Compareerde voor Cornelis Vermeer secretaris vervanger voor Cornelis van Schellingerhout schout, Claes Claesz Vranck en Gijsbert Dircxsz Euverendam weesmeesters van Oudshoorn en Gnephoek, Willem Cornelisz van de Voort scheepmaker getrouwd met Engeltgen Cornelisdr Vermij die verzocht om zijn vrouw uit de voogdij te ontheffen en haar goederen te ontvangen, waarna haar moeder Leuntgen Engelsdr is gehoord, evenals haar broer Jan Cornelisz Vermij en haar zwager Sijmon Florisz getrouwd met Jannitgen Cornelisdr Vermij, voogden over de voornoemde Engeltgen Cornelisdr Vermij, die instemden met het verzoek. Daarom hebben de schout en weesmeester voornoemde Engeltgen Cornelisdr uit de voogdij ontheven en aan haar voornoemde man haar goederen verstrekt, wat voornoemde Willem Cornelisz van de Voort dankbaar accepteerde en hij bedankte de schout, weesmeesters en voogden voor hun zorg en opzicht, en ontheffende van hun taak. Akte 24-08-1657. Getekend Willem Cornelisz van de Voort

Fol. 218, aktenr. 96, d.d. 30-11-1657
Rekening van de nagelaten en verkochte goederen van Grietgen Heijndricksdr, ongehuwd persoon, 19-09-1655 te Leiden overleden, die ter weeskamer van Oudshoorn en Gnephoek en daar ten overstaan van schout en weesmeesters zijn verkocht en zijn nagelaten aan Heijndrick Barentsz en Geertje Barentsdr, Geertje Barentsdr nog minderjarig zijnde, nagelaten kinderen van Barent Heijndricksz Pannebacker en Trijntje Heijndricx, beiden in de ambacht van Gnephoek overleden, voor zover de schout en weesmeesters van Oudshoorn en Gnephoek weten.

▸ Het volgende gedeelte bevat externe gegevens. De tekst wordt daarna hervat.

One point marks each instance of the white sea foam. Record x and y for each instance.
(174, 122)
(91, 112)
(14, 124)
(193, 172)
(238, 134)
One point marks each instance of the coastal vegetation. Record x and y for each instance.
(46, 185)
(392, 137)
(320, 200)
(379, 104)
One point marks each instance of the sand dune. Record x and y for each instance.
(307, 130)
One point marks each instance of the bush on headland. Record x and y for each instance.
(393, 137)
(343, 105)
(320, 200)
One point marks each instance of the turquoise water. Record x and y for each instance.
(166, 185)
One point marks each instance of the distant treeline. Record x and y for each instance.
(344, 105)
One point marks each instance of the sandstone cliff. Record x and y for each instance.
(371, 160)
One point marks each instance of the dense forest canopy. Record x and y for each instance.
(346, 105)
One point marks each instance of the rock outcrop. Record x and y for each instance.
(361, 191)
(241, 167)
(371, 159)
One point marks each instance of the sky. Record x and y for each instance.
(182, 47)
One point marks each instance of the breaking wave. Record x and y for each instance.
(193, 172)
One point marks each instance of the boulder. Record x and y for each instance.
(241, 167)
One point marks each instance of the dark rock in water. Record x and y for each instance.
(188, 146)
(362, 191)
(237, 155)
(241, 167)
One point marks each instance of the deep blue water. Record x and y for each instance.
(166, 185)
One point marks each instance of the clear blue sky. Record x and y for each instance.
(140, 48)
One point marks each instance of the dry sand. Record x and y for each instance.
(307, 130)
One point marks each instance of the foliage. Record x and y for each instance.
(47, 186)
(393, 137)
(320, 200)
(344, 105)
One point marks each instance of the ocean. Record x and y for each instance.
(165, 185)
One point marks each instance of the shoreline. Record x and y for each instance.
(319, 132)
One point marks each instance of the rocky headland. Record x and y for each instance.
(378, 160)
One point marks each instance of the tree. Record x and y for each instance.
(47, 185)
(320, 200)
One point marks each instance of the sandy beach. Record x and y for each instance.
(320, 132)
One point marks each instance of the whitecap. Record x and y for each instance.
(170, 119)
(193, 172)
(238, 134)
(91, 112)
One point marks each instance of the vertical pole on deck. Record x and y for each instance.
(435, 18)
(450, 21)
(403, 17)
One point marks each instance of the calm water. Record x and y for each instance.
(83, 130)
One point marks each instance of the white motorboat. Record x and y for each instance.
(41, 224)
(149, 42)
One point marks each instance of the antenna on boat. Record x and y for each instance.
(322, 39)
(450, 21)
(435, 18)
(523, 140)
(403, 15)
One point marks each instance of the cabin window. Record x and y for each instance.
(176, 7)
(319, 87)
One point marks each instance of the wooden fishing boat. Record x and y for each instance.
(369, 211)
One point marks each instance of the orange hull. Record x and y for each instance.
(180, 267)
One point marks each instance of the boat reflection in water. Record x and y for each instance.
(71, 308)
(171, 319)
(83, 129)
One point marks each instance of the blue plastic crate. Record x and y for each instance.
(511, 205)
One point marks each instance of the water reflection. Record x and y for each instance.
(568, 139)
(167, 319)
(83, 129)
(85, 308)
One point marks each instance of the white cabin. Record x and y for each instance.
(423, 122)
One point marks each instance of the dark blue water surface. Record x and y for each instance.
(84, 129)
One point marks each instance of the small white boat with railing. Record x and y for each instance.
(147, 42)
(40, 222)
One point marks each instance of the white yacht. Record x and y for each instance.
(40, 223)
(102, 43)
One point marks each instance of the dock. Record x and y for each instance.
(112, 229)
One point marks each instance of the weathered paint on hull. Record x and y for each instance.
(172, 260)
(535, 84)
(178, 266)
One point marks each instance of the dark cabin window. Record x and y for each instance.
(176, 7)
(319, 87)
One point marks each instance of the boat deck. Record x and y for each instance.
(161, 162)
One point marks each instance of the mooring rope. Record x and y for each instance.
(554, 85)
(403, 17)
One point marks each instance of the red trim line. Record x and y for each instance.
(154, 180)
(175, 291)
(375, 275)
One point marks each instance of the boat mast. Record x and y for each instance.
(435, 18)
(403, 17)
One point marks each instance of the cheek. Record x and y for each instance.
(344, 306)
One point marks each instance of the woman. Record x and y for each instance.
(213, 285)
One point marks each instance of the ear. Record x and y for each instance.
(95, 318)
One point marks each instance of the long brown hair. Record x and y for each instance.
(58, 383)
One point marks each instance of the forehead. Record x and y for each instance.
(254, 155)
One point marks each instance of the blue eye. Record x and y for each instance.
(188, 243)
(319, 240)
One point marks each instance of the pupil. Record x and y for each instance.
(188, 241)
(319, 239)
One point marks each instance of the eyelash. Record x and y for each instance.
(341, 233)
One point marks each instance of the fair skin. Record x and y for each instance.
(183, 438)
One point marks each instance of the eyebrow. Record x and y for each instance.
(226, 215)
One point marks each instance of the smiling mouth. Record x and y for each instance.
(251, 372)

Inkomsten: Adriaen Engebrechtsz te Leiden (obligatie), Harmen Jansz Schuddeboom (beddengoed). Alle inkomsten bedragen 257-4-0.
Uitgaven: Johannes Ooms, Jasper den Diender (eten), Jacob Meeusz, Claes Jansz Onnosel (eten), mr. Daniel van Ceulen (advies), Cornelis Tomasz Paets (schoonvader van Heijndrick Barentsz), Harmen Jansz Schuddeboom, Johannes Ooms, Claes Verruijt, Jan Gerritsz Strijcker alias Lapper (kousen), Maerten Roeten van Heijningen bode/herbergier (eten). Totaal 218-15-0.
Blijft over 38-9-0, waarvan de helft gaat naar Heijndrick Barentsz en de andere helft naar Geertje Barentsdr, beiden nagelaten kinderen van Trijtngen Heijndricksdr in haar leven zus van voornoemde Grietgen Heijndricksdr, ieder een bedrag van 19-4-8.  

Aldus gedaan en getekend 30-11-1657 door Cornelis van Schellingerhout schout, Claes Claesz Vranck en Gijsbert Dircksz Euverendam weesmeesters van Outshoorn en Gnephoek in het bijzijn van Cornelis Thomasz Paets wonende te Alphen, last hebbende van Heijndrick Barentsz Pannebacker te Woerden, zijn zwager, Geertje Barentsdr en Harmen Jansz Schuddeboom wonende in de Lagewaard te Koudekerk, en ten oorkonde getekend.